The group of diterpene alkaloids contains numerous compounds with complex chemistry and diverse pharmacological activities. Beside toxicity, these compounds possess activity on the cardiovascular system, tumor cell lines and nervous system. The pharmacological properties have been described using in vitro and in vivo techniques; however, the bioactivities of many compounds have not thoroughly been studied. Here we report on the in vivo evaluation of ten diterpene alkaloids using bdelloid rotifer assays. Napelline exerted toxic effects on rotifers, while wide tolerance range was observed for other investigated compounds. Weak toxicity of songorine is supported by our experiment. Toxicological data for senbusine A, senbusine C, septentrioidine and hetisinone are reported for the first time.

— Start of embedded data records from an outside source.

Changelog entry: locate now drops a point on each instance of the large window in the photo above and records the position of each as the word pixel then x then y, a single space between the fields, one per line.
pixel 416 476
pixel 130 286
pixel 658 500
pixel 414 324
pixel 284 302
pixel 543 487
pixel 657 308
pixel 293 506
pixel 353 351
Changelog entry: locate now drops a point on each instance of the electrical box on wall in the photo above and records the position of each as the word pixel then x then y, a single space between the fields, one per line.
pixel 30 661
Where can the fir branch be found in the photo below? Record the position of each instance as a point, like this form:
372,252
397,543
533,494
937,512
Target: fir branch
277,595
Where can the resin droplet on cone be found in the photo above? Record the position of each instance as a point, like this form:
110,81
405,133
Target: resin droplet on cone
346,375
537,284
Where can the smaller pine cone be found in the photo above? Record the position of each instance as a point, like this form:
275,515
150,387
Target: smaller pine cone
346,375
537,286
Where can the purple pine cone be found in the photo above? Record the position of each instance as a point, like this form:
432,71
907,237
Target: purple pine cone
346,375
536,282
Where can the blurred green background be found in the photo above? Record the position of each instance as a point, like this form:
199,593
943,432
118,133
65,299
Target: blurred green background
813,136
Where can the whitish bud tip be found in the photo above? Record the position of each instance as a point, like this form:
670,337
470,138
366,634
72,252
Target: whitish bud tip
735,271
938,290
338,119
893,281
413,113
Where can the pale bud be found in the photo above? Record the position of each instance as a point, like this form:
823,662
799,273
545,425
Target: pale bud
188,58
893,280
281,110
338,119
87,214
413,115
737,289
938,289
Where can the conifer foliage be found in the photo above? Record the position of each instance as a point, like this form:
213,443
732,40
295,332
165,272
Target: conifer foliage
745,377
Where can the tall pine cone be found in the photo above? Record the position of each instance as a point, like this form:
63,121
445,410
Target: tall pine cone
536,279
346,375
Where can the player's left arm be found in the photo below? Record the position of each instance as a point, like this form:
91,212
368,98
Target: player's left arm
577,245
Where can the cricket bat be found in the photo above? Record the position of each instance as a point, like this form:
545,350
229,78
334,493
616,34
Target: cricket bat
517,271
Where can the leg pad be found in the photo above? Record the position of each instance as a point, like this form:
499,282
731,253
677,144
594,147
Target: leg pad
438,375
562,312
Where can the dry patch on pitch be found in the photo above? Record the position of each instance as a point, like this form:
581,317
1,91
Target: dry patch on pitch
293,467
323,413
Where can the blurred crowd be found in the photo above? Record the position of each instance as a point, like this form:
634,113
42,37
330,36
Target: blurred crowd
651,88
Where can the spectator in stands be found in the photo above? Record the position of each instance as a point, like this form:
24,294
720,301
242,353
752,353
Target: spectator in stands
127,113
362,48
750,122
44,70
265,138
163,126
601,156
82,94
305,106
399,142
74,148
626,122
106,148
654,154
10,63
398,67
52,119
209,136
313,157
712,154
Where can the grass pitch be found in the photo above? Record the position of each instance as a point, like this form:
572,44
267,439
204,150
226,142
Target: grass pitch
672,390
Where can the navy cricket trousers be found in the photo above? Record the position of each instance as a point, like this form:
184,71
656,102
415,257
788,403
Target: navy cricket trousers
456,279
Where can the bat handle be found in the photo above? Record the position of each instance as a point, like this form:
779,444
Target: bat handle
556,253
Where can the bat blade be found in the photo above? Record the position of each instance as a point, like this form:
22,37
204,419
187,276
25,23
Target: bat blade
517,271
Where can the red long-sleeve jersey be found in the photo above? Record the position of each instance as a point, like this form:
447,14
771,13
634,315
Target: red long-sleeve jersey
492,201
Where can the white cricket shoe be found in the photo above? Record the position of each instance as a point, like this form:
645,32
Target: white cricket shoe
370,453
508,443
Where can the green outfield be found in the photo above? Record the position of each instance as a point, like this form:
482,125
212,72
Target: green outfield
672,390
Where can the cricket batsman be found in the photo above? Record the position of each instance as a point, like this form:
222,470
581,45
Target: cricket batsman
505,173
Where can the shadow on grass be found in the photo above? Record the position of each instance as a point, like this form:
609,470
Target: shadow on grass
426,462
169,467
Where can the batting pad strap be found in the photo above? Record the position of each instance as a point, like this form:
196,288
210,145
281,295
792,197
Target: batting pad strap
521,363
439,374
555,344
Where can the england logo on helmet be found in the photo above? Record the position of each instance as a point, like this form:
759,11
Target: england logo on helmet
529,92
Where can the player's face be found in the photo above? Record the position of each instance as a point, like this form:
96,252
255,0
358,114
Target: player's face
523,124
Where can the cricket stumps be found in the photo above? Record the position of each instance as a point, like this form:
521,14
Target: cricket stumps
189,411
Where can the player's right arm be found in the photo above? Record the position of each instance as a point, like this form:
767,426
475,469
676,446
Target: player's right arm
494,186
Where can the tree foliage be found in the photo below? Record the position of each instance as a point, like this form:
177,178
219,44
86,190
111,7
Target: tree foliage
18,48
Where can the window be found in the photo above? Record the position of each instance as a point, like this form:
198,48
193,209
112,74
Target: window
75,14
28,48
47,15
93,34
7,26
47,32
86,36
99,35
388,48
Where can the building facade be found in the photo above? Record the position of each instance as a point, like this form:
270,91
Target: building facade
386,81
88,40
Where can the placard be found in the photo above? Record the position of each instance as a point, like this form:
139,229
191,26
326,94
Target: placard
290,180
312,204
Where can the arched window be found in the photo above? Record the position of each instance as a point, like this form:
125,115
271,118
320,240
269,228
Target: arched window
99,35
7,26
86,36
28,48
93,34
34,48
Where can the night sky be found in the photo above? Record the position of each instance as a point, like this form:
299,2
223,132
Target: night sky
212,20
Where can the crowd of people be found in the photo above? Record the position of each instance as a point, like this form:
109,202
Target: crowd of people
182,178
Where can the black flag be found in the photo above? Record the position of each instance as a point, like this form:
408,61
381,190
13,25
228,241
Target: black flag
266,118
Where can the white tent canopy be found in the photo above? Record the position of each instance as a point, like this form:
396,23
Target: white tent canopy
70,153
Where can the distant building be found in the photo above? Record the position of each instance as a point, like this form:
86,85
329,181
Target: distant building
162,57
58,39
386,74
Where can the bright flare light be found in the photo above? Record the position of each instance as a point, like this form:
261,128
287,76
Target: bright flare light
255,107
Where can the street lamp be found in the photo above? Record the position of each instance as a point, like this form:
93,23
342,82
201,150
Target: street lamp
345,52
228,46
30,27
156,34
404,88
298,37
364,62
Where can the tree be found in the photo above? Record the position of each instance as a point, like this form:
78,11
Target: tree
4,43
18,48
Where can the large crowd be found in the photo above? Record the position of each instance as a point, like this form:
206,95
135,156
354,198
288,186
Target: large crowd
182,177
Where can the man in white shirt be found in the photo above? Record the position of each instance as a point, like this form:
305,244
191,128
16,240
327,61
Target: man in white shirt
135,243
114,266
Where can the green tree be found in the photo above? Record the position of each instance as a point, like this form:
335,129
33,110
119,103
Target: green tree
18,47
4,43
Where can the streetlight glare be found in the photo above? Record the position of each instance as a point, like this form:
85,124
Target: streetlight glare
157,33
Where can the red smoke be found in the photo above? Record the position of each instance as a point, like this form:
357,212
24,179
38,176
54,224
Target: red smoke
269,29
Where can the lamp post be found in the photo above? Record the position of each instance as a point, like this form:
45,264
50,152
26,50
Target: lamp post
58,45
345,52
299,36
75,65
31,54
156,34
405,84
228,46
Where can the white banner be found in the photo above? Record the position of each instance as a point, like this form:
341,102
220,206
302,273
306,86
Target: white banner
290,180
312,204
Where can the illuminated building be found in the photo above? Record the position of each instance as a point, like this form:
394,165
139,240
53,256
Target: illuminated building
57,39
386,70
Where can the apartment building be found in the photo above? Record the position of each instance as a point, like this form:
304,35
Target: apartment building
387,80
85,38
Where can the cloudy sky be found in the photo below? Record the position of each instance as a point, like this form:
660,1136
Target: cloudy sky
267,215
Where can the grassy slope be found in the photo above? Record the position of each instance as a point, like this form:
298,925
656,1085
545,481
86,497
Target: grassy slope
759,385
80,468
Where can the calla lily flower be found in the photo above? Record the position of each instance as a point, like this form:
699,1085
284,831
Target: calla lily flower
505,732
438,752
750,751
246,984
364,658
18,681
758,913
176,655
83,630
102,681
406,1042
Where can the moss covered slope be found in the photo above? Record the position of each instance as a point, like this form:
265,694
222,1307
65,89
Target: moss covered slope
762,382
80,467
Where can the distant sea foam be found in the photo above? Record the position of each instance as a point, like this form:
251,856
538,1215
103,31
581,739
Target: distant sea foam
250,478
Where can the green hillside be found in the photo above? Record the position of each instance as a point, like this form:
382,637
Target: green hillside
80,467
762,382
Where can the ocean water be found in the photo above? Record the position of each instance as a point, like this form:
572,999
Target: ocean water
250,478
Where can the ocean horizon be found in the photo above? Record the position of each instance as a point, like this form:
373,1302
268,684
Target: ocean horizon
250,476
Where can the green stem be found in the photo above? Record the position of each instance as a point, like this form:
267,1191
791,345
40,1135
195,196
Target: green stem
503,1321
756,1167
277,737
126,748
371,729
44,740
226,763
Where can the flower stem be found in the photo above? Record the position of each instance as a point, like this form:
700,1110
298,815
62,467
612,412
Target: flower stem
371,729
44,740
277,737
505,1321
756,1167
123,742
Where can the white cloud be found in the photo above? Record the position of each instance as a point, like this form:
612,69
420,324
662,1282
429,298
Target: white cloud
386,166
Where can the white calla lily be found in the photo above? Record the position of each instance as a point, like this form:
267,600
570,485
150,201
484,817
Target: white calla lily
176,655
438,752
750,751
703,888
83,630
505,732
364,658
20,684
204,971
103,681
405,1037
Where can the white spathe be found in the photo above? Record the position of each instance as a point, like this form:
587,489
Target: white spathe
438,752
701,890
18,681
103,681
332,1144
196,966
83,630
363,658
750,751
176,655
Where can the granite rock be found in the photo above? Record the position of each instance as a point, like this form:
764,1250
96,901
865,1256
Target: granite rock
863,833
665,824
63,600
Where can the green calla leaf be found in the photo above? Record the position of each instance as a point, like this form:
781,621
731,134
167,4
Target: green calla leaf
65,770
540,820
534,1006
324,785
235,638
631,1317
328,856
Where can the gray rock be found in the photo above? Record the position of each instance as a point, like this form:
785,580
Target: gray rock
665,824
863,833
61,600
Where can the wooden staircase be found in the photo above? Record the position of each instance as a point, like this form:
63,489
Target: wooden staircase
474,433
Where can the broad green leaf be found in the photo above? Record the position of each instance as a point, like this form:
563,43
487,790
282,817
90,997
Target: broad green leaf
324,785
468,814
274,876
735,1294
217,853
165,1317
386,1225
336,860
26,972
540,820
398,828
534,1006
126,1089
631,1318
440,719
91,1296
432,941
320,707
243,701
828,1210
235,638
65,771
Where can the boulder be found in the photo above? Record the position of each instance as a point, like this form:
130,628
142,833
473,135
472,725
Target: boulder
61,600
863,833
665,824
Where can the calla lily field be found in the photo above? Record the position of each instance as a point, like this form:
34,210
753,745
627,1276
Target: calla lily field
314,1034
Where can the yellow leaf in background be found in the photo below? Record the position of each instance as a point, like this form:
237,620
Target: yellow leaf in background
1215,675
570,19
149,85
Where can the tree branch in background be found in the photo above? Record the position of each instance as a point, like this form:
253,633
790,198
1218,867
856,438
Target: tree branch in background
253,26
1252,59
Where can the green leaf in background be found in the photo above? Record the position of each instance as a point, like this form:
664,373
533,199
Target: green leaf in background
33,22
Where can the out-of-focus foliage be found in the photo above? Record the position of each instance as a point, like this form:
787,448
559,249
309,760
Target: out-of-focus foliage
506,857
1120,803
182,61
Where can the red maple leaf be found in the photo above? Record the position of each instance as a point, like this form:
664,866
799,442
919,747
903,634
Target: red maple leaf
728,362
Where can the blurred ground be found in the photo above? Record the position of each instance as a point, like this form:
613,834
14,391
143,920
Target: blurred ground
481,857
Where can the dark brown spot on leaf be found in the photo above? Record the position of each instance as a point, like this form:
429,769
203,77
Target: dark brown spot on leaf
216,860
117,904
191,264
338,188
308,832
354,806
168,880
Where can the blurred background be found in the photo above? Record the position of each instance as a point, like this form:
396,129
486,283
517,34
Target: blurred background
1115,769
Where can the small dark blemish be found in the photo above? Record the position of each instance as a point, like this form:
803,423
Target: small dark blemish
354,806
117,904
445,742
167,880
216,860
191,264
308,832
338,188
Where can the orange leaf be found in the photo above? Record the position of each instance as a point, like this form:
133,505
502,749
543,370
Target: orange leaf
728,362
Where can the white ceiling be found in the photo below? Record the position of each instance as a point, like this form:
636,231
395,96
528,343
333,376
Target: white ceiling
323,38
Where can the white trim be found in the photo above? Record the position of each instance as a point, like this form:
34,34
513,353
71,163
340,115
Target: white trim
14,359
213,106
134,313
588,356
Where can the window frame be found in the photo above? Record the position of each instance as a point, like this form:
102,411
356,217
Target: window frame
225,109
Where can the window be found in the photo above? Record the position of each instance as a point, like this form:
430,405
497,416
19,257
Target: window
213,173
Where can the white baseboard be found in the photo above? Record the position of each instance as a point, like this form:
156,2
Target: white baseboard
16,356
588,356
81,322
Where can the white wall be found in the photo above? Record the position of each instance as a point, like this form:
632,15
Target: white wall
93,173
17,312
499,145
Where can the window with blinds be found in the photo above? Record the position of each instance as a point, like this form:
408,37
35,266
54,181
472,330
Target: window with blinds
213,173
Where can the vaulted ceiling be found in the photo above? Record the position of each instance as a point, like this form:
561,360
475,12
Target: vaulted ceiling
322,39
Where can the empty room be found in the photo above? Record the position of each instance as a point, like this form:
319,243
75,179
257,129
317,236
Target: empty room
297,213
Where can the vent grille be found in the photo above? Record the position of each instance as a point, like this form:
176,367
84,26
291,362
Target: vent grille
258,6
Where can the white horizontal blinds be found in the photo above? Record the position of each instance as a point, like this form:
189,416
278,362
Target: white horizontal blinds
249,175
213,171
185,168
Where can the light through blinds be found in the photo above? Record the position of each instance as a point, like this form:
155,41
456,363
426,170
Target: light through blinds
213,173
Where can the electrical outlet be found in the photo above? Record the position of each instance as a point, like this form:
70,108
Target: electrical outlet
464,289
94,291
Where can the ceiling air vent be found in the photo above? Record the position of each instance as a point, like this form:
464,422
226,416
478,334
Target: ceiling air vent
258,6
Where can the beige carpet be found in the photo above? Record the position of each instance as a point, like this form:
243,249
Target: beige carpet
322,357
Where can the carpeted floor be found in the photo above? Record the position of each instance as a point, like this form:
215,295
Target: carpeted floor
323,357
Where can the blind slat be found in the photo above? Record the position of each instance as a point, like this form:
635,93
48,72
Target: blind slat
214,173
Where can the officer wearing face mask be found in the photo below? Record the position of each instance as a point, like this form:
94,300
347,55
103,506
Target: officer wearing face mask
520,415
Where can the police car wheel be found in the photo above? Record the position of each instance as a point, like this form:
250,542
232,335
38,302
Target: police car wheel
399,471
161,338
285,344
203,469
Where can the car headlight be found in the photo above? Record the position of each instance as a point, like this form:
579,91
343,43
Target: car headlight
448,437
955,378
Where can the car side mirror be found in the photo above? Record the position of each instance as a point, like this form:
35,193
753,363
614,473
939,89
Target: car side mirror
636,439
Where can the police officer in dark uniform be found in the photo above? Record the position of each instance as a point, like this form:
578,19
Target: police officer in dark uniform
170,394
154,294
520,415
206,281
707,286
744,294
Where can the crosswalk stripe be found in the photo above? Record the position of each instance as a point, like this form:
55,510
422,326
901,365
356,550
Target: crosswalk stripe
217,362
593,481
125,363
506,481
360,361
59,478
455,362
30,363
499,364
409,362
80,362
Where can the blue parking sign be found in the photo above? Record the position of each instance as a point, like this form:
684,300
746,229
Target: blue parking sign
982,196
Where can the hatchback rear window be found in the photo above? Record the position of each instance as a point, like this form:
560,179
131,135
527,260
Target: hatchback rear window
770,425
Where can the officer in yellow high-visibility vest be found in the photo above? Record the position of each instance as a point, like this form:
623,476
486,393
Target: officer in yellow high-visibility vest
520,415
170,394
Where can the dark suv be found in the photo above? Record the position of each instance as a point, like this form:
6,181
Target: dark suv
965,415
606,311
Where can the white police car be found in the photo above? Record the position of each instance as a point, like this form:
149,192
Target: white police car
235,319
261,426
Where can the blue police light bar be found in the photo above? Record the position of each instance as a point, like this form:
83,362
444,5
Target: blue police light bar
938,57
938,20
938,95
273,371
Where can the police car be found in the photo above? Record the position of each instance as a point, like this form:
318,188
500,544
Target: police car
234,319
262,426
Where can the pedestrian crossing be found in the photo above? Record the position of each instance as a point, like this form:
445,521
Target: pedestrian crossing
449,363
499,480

A new denudatine type C(20)-diterpenoid alkaloid from Aconitum sinchiangense W. T. Wang.[Pubmed:29212360]
Nat Prod Res. 2018 Oct;32(19):2319-2324.
A new denudatine-type C(20)-diterpenoid alkaloid, designated as sinchianine (1), together with eight known diterpenoid alkaloids, 12-acetyl-12-epi-Napelline (2), 12-epi-Napelline (3), neoline (4), talatisamine (5), 14-O-acetylsenbusine A (6) and benzoylaconine (7), songorine (8) and aconitine (9), were isolated from the whole herb of Aconitum sinchiangense W. T. Wang. Their structures were elucidated on the basis of extensive spectroscopic analyses (NMR and HR-ESI-MS) and comparison with data reported in the literature.